Recall that the original TV series had a point—to spoof the James Bond spy-movie craze. Simplified and satirized by humorists Mel Brooks and Buck Henry, the TV show distilled and abstracted Bond motifs (subliminal political intrigue, arch physical confrontations, absurd gadgetry and tiny bits of comic sexual frisson).

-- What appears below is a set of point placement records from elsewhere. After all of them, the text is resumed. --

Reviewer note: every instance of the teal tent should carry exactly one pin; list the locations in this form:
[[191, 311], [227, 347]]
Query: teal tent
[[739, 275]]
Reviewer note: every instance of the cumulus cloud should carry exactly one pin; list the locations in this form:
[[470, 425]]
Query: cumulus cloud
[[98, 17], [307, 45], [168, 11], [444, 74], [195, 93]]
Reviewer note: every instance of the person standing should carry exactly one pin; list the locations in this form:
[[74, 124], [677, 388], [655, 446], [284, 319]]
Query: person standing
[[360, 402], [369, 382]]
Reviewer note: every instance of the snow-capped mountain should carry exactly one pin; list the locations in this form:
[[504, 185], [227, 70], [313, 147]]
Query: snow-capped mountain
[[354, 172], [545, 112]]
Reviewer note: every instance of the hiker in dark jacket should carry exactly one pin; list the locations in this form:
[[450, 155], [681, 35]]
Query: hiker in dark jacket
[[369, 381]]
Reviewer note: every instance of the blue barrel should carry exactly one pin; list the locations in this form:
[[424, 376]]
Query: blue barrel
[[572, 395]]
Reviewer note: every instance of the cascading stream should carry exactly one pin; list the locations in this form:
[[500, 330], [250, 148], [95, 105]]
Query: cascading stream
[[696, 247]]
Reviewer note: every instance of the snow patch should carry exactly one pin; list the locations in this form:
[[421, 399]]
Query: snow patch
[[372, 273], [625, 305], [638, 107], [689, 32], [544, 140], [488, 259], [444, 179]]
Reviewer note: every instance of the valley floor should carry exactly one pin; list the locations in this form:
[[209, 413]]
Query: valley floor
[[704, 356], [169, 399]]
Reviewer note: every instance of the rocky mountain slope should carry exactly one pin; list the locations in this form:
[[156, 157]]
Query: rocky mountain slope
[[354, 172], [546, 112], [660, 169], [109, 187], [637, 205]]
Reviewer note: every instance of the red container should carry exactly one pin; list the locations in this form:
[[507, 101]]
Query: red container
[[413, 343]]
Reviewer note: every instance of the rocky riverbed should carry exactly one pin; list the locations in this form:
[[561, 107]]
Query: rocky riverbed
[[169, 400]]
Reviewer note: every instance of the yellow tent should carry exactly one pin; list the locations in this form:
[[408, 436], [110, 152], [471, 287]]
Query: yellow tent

It was a response to a cultural happening; whereas now, director Peter Segal and his screenwriting team don’t even dare satirize the Bourne movies. Out of Hollywood insecurity, the film’s style simulates the Bourne choppy incoherence and loud, literally violent action (whereas the TV series was slapstick). The final big chase scene between Agents 86, 99 and their nemesis Siegfried (Terence Stamp) is simply planes, trains and automobiles—with a fireball at the climax.
At least Carell and Hathaway are well cast. They are parodies of good-looking people—both kewpie dolls, right for a subtle brand of absurdism. Not as loony as Don Adams, Carell’s punctiliousness can be poignantly middle-class. And Hathaway updates the fashion-model chic of Barbara Feldon’s original 99. More than TV caricatures, they both confess body issues: Max from his overweight past and 99 suffers an identity crisis due to job-related plastic surgery. When she confides: “I used to look like my mother,” their shared craziness suggests a richer comedy was possible—then abandoned. Get Smart tempts one toward the cynical thought that summer entertainment is deliberately meaningless. Should Hollywood ever grow up, Carell and Hathaway would be ideal for another remake: God forbid it’s TV’s Moonlighting, but how about The Thin Man?